Note that not a single one of the lefties correctly identified the real reason why Drudge might not have to pay now. One of them (TPM) totally mixed up the employer mandate and the responsibility of the sole proprietor to pay estimated taxes, and the other (HuffPo) absurdly stated that he could not pre-pay the ObamaCare payment because there is “no mechanism” for the IRS to accept it. It falls to a schlub blogger in the South Bay of Los Angeles to point out the reason that these people may accidentally be right.
If I were Drudge, I think I would pay it anyway. They could always repeal the regulation later, without my learning about it, and use the rule to audit and penalize me. A year’s worth of interest on $3000 (a guess as to Drudge’s estimated ObamaCare payment) is nothing compared to the peace of mind Drudge will have, knowing that he’s paying what he eventually will have to pay anyway, and that if they are going to audit him they will have to find a different excuse.

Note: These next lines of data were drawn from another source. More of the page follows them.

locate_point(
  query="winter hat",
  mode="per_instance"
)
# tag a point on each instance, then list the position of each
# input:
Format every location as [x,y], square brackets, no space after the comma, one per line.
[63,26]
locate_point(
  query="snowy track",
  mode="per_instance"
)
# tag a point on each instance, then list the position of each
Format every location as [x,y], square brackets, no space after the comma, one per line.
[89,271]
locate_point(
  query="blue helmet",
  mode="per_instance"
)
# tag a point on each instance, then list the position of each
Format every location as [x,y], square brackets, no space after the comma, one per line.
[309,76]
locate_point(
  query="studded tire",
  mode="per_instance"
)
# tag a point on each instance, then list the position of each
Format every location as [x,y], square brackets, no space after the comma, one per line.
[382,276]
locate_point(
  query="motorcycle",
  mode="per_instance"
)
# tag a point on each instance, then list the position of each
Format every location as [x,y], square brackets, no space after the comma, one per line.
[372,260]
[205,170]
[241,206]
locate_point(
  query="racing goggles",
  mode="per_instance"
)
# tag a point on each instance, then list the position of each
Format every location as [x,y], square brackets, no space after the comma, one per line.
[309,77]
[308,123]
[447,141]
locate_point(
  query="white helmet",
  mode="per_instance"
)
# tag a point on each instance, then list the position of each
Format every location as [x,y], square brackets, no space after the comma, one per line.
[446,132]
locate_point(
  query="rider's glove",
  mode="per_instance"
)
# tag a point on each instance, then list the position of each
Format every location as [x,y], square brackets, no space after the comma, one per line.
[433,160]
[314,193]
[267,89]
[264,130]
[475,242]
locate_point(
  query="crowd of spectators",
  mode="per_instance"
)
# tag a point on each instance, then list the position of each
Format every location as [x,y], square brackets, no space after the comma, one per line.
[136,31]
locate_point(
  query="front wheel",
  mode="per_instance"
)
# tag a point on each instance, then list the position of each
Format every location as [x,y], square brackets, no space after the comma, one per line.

If you made it all the way to the end of this post, congratulations. The messiness of the different laws and regulations mean that it takes time to explain all this accurately. But I take pride in distinguishing myself from those in Big Media, who simply jump to conclusions based on absurd premises, and move on to discussing daffodils. If they ever read this post, their reaction will be: “See? I was right all along!”
This is the caliber of analysis you’re getting from your lefty media. Be proud. Be very proud.
UPDATE: Matt Boyle at Breitbart has half the story: he explains about the 1040-ES worksheet showing the lefties’ analysis is wrong, but does not have the regulation that shows the lefties’ conclusion is still right. There are almost 15,000 comments on his post. I bet this post does not get that many.
UPDATE x2: The TPM post’s author beclowns himself on Twitter:
Dude, stop it. You’re embarrassing yourself.